An Awfully Big Adventure

Well, now it’s public and I can finally admit the main reason I’ve had so much trouble keeping up with blogging, writing, emails, and really all forms of pretty much everything. After many years of creating fictional people to populate the pages of my stories, it’s time for me to make a real person to populate my home! Yes, my husband and I are expecting our first come summer, so it’s been a few months of near-constant nausea and almost as much sleeping. While I’m still very tired, I’m finally starting to come out of the fog a little, so I’m going to do my best to stay on schedule–after all I intend to keep on writing and publishing as I raise kids. But I do know that it will look a little different. My priorities will be shuffled. Writing and publishing will always be important to me, but right now taking care of my baby will just have to take precedent at times.

What does this mean for the blog? Well, it means my goal is still to blog twice a week, Mondays and Thursdays, but there will be weeks it doesn’t happen one or both days.

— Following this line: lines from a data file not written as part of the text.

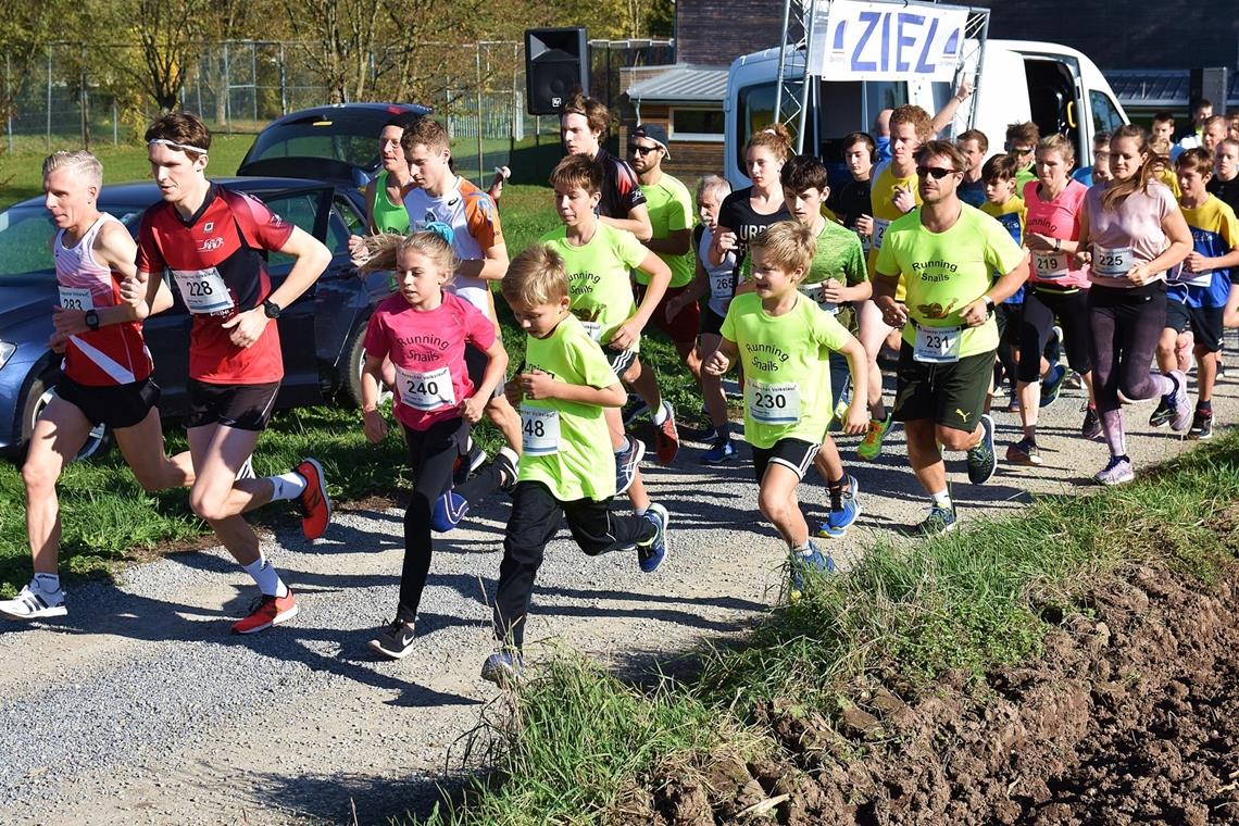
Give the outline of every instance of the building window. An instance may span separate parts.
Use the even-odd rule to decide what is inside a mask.
[[[724,136],[722,108],[672,109],[672,140],[696,140],[721,144]]]

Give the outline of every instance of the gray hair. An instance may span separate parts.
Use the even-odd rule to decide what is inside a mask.
[[[78,175],[85,176],[87,181],[94,186],[103,186],[103,163],[84,149],[74,151],[61,150],[43,159],[43,177],[47,177],[56,170],[72,170]]]

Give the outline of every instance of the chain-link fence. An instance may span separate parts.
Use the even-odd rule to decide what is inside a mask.
[[[191,51],[178,103],[212,131],[255,133],[333,97],[305,43],[224,41]],[[621,67],[673,61],[669,41],[590,41],[591,94],[618,109]],[[401,73],[385,53],[372,54],[369,67],[367,98],[432,107],[446,119],[457,168],[467,175],[488,176],[522,147],[558,151],[558,120],[525,114],[520,42],[424,43],[415,69]],[[9,151],[128,142],[159,111],[144,54],[133,45],[55,43],[24,72],[7,59],[4,71],[12,100]]]

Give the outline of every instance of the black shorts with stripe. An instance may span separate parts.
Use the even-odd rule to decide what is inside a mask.
[[[753,446],[753,476],[757,484],[762,483],[766,468],[771,464],[782,464],[795,474],[797,479],[803,479],[804,474],[813,467],[813,459],[818,456],[820,445],[807,442],[802,438],[781,438],[771,447]]]

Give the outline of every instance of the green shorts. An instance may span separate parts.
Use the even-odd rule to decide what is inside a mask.
[[[932,419],[943,427],[970,433],[985,412],[985,396],[994,380],[994,350],[948,364],[926,364],[912,358],[912,346],[904,342],[896,379],[896,421]]]

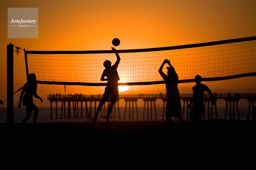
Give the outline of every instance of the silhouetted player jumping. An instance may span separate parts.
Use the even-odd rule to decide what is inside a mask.
[[[213,97],[213,95],[211,90],[206,85],[201,83],[202,77],[199,75],[195,76],[196,85],[192,88],[193,92],[193,97],[190,103],[188,105],[188,107],[190,108],[191,104],[193,103],[190,110],[189,113],[189,120],[195,122],[196,127],[197,129],[198,128],[199,121],[202,119],[204,114],[204,94],[206,91],[210,94],[212,104],[215,105],[216,103]]]
[[[167,75],[166,75],[162,70],[164,66],[167,63],[170,66],[167,67]],[[178,74],[174,68],[171,64],[170,61],[167,59],[164,60],[158,72],[165,81],[177,81]],[[183,119],[181,117],[181,103],[179,93],[178,89],[178,84],[166,84],[166,97],[168,97],[165,107],[165,116],[169,130],[171,130],[171,116],[177,117],[179,119],[182,128],[183,128]]]
[[[107,121],[107,124],[109,124],[109,116],[113,109],[113,107],[115,103],[116,103],[116,100],[118,97],[119,93],[118,91],[118,81],[120,79],[119,78],[117,69],[121,59],[118,53],[116,52],[115,49],[113,47],[111,47],[111,48],[115,54],[117,59],[115,64],[112,66],[111,66],[111,62],[110,61],[106,60],[103,63],[103,66],[105,68],[103,70],[100,80],[101,81],[107,81],[108,83],[107,86],[105,88],[105,91],[104,92],[102,99],[99,104],[97,112],[93,118],[93,122],[95,123],[97,121],[97,118],[100,110],[104,103],[109,101],[109,98],[110,97],[110,103],[108,109],[107,116],[105,117],[105,119]],[[104,78],[105,76],[106,77],[106,79]]]
[[[19,98],[19,102],[18,105],[19,108],[21,107],[21,100],[22,100],[22,104],[24,106],[26,107],[26,111],[27,112],[27,115],[21,123],[26,123],[31,116],[32,111],[35,111],[34,115],[33,117],[33,123],[35,123],[36,119],[37,117],[37,115],[39,110],[33,102],[33,96],[36,98],[39,99],[41,101],[41,103],[43,102],[43,99],[38,96],[36,94],[36,90],[37,88],[37,85],[36,83],[36,75],[34,73],[28,75],[28,79],[27,83],[26,83],[24,85],[22,88],[22,90],[20,94],[20,97]],[[25,93],[24,97],[23,95]],[[22,97],[23,97],[23,99]]]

That doesn’t mean it’s not my goal, it’s just that I realize it’s not my primary goal. So if my family needs a little extra time or if my brain is all pregnanty and just can’t get there, it’s okay.

That’s not easy for me. The deeper I get into this time of needing to rest, the more I realize how much I idolize productivity. I was raised to have a good work ethic, which is a tremendous gift, but that, combined with my perfectionism, sometimes makes me feel a false sense of guilt about not doing things I can’t or shouldn’t do right now. It makes me feel bad about myself when the kitchen hasn’t been cleaned in a couple of days and I’m behind on my Patreon assignments. When I’m laying in bed half awake and sick watching Psych reruns, my highly developed sense of performance-based value tells me “you’ve failed.”

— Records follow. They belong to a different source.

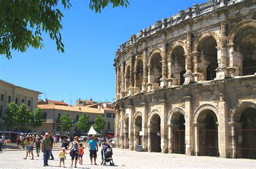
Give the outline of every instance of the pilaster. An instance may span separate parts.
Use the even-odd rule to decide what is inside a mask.
[[[193,131],[193,102],[190,96],[183,97],[185,101],[185,142],[186,144],[186,154],[194,154],[194,142]]]

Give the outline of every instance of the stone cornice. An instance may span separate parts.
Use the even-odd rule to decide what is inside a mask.
[[[163,18],[161,20],[157,20],[156,24],[145,28],[136,34],[131,36],[129,40],[119,46],[116,52],[116,57],[118,58],[120,53],[124,54],[127,51],[134,46],[138,46],[140,43],[143,43],[145,39],[150,38],[155,36],[159,36],[161,32],[165,32],[165,30],[169,30],[174,26],[180,24],[184,24],[184,22],[188,25],[191,24],[193,19],[200,17],[203,15],[211,12],[223,10],[223,9],[230,8],[231,6],[237,5],[241,3],[250,2],[249,0],[227,1],[224,0],[218,1],[213,2],[213,1],[208,1],[201,4],[194,4],[193,7],[188,8],[185,10],[180,10],[179,13],[167,18]],[[218,11],[217,11],[218,10]]]

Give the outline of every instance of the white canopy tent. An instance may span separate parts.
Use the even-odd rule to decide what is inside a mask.
[[[87,133],[87,135],[101,135],[99,133],[95,131],[95,130],[92,127],[92,125],[91,126],[88,133]]]

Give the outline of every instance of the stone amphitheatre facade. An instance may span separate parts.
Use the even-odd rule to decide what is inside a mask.
[[[255,9],[194,4],[120,45],[116,146],[256,158]]]

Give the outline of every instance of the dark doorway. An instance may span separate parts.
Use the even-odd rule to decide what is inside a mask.
[[[152,117],[151,125],[152,125],[151,151],[153,152],[161,152],[161,136],[160,136],[160,118],[158,114],[155,114]]]
[[[242,113],[241,129],[237,131],[237,158],[256,159],[256,110],[247,108]]]

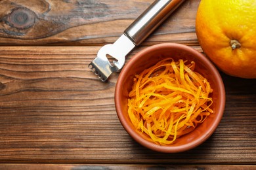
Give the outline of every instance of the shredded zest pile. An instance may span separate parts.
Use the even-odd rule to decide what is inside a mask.
[[[213,112],[213,90],[195,62],[167,58],[133,79],[128,114],[134,126],[160,144],[193,131]]]

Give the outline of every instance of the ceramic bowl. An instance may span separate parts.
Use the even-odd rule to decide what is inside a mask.
[[[214,114],[209,116],[194,131],[176,139],[175,143],[160,145],[150,141],[148,136],[135,128],[127,114],[127,99],[135,75],[155,65],[160,60],[169,57],[175,61],[183,59],[188,61],[195,61],[195,71],[208,80],[213,90],[211,109]],[[144,48],[132,57],[125,64],[116,83],[115,105],[121,124],[137,142],[155,151],[175,153],[188,150],[198,146],[213,133],[223,117],[225,105],[225,91],[218,70],[203,54],[186,45],[164,43]]]

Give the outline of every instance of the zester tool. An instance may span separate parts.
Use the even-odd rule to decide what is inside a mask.
[[[155,1],[139,16],[114,43],[103,46],[89,67],[102,82],[114,72],[121,70],[125,56],[139,46],[160,24],[161,24],[184,0]],[[110,61],[108,55],[113,58]]]

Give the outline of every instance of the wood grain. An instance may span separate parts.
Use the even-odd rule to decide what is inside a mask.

But that just means that now is the perfect time to begin the fight to push past those lies. To remind myself that having a giant pile of laundry in the living room for a few weeks isn’t the end of the world. That if I have to adjust my writing and publishing expectations for the year, nobody but me will even know, let alone care. I used to hate the advice “Just do your best,” feeling like it was a cheap copout to get out of aiming high and reaching the mark.

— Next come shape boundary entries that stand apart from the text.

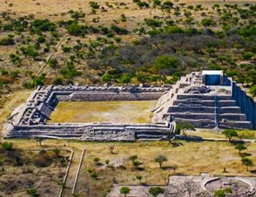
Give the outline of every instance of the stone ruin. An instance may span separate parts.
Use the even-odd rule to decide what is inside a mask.
[[[7,138],[75,139],[85,141],[162,139],[173,131],[173,125],[157,123],[47,122],[59,101],[103,101],[157,100],[170,88],[42,86],[38,87],[27,103],[9,118],[13,127]],[[125,112],[124,112],[125,113]]]
[[[51,123],[59,101],[157,100],[152,123]],[[124,112],[125,113],[125,112]],[[135,141],[170,137],[176,123],[196,128],[256,128],[255,102],[222,71],[192,72],[172,88],[39,87],[9,118],[7,138],[45,137],[86,141]]]
[[[255,129],[256,105],[222,71],[192,72],[161,96],[152,121],[188,122],[196,128]]]
[[[225,193],[227,197],[254,197],[256,195],[255,184],[255,178],[252,177],[213,177],[205,173],[200,176],[171,175],[166,185],[114,185],[107,196],[118,197],[120,188],[129,187],[130,196],[148,197],[151,196],[148,193],[151,187],[160,186],[165,192],[157,196],[159,197],[213,197],[216,190],[227,188],[232,193]]]

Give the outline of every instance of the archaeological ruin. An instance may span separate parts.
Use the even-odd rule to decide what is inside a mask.
[[[59,102],[150,100],[158,100],[150,123],[48,122]],[[176,123],[182,122],[196,128],[253,129],[256,106],[222,71],[192,72],[171,87],[42,86],[8,118],[6,137],[163,139],[174,131]]]

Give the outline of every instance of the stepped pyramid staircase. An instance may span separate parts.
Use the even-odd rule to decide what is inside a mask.
[[[197,74],[198,72],[196,73]],[[177,123],[188,122],[196,128],[252,128],[252,123],[242,112],[231,96],[211,91],[208,93],[184,93],[186,87],[203,87],[202,76],[187,74],[181,78],[159,100],[154,109],[153,122],[162,120]],[[217,90],[231,90],[229,86],[214,87]]]

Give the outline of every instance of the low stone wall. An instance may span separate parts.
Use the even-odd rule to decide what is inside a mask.
[[[256,129],[256,104],[248,96],[237,84],[233,82],[232,97],[241,107],[243,113],[246,115],[247,120],[252,122],[252,127]]]
[[[84,141],[134,142],[137,139],[161,139],[173,131],[168,123],[114,124],[73,123],[38,125],[16,125],[7,138],[74,139]],[[141,134],[144,135],[142,136]]]
[[[157,100],[162,93],[74,93],[69,96],[57,96],[59,101],[113,101]]]

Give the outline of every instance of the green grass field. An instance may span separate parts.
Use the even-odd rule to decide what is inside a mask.
[[[51,123],[151,122],[151,109],[157,101],[60,102]]]

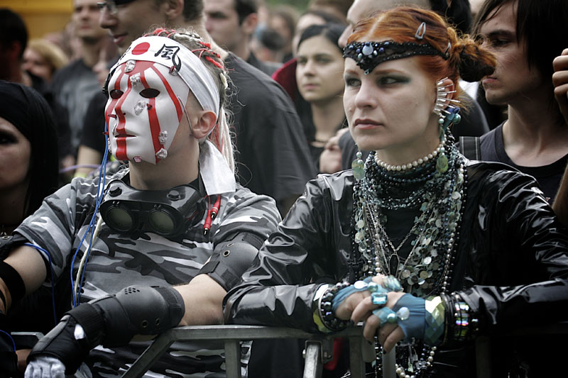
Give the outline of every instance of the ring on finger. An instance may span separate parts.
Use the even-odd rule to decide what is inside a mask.
[[[392,324],[405,321],[410,316],[410,313],[408,307],[401,307],[396,312],[388,307],[383,307],[373,311],[373,314],[381,321],[379,327],[382,327],[387,323]]]
[[[386,304],[388,299],[386,293],[374,291],[371,294],[371,301],[373,304],[376,304],[379,307],[383,307]]]

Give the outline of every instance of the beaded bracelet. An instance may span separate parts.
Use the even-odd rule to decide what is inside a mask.
[[[424,342],[428,345],[442,343],[445,330],[446,311],[444,301],[439,296],[426,299],[426,327],[424,330]]]
[[[471,336],[471,327],[475,327],[478,320],[471,317],[469,305],[464,302],[458,294],[454,294],[454,340],[464,341]]]
[[[356,281],[352,285],[340,289],[333,299],[332,309],[334,312],[337,307],[351,294],[368,290],[371,293],[371,301],[373,304],[384,306],[387,301],[387,290],[378,284],[373,282],[372,277],[367,277],[362,281]]]
[[[348,321],[343,321],[336,317],[332,309],[332,302],[335,294],[342,289],[349,286],[350,284],[348,282],[338,282],[333,286],[328,286],[319,298],[317,298],[318,293],[316,293],[314,299],[317,301],[316,309],[319,319],[317,319],[315,315],[314,321],[320,330],[335,332],[346,328],[349,324]],[[324,328],[321,326],[323,326]]]

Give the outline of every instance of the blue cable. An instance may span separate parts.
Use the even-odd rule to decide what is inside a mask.
[[[23,245],[36,248],[36,250],[40,250],[48,255],[48,260],[49,260],[49,269],[51,272],[51,306],[52,308],[53,309],[53,321],[55,322],[55,326],[57,326],[58,316],[55,313],[55,282],[53,281],[53,265],[51,262],[51,255],[39,245],[36,245],[35,244],[31,244],[30,243],[26,243],[23,244]]]
[[[108,130],[108,126],[106,123],[104,123],[104,142],[108,145],[109,143],[109,135],[106,133]],[[81,239],[81,242],[79,243],[79,245],[77,247],[77,250],[75,250],[75,255],[73,255],[73,258],[71,260],[71,269],[70,269],[70,277],[71,277],[71,291],[72,291],[72,297],[73,297],[73,307],[77,307],[78,299],[81,296],[81,289],[82,288],[82,283],[84,278],[84,271],[86,270],[84,267],[83,267],[83,272],[81,274],[81,278],[80,279],[80,284],[79,284],[79,290],[77,293],[77,300],[75,300],[75,284],[73,282],[73,267],[75,266],[75,258],[77,258],[77,255],[79,254],[79,250],[81,248],[81,246],[83,245],[83,242],[84,241],[85,238],[89,234],[91,233],[91,238],[89,241],[89,248],[87,250],[87,256],[85,257],[85,261],[87,261],[89,258],[89,255],[91,252],[91,246],[92,245],[93,243],[93,235],[94,233],[94,230],[93,228],[95,227],[95,219],[97,218],[97,213],[99,212],[99,206],[101,204],[102,201],[102,199],[104,194],[104,185],[106,181],[106,159],[109,156],[109,149],[106,148],[104,150],[104,155],[103,155],[102,162],[101,163],[101,167],[99,169],[99,184],[97,187],[97,201],[94,204],[94,213],[93,213],[93,216],[91,218],[91,221],[89,223],[89,227],[87,227],[87,230],[83,235],[83,238]],[[102,182],[102,187],[101,186],[101,182]]]

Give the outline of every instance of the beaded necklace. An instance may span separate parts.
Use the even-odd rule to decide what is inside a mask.
[[[444,148],[446,138],[449,147]],[[371,152],[364,165],[364,176],[354,185],[354,256],[359,257],[359,279],[380,273],[396,277],[404,290],[418,296],[446,293],[454,265],[466,186],[464,161],[453,146],[451,135],[443,138],[435,150],[444,155],[444,167],[436,155],[421,164],[405,169],[387,168]],[[445,154],[443,152],[445,152]],[[430,154],[432,155],[432,154]],[[395,248],[385,228],[385,210],[417,209],[409,233]],[[410,240],[404,261],[398,250]],[[355,253],[356,252],[359,253]],[[376,345],[378,345],[376,341]],[[419,377],[432,365],[435,348],[412,343],[397,347],[399,377]],[[376,347],[377,376],[381,374],[382,348]],[[406,372],[408,371],[408,372]]]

But like many things in life, it depends on how you take it. Sure, someone looking to get out of their responsibilities might misuse the “Just do your best” mantra, but deep down I know I’m not that person and probably never will be. I value responsibility and hard work and productivity. My problem is not valuing these things too little, but valuing them too much. I still don’t see anything wrong with aiming high. But I also know now that there’s no shame in missing the mark. It doesn’t make me any less of a person in God’s eyes, or my husband’s, or the eyes of anyone who truly matters. It just means I’m human, and I need to rely on God and his grace every step of the way.

It’s going to be a new adventure, navigating following my passions and my calling for writing while not letting it overwhelm the more important callings I have as a wife, a mother, a member of a church and a community. But it’s an adventure I’ve always wanted. I hope that, on the journey, I will learn a little more grace and patience for myself.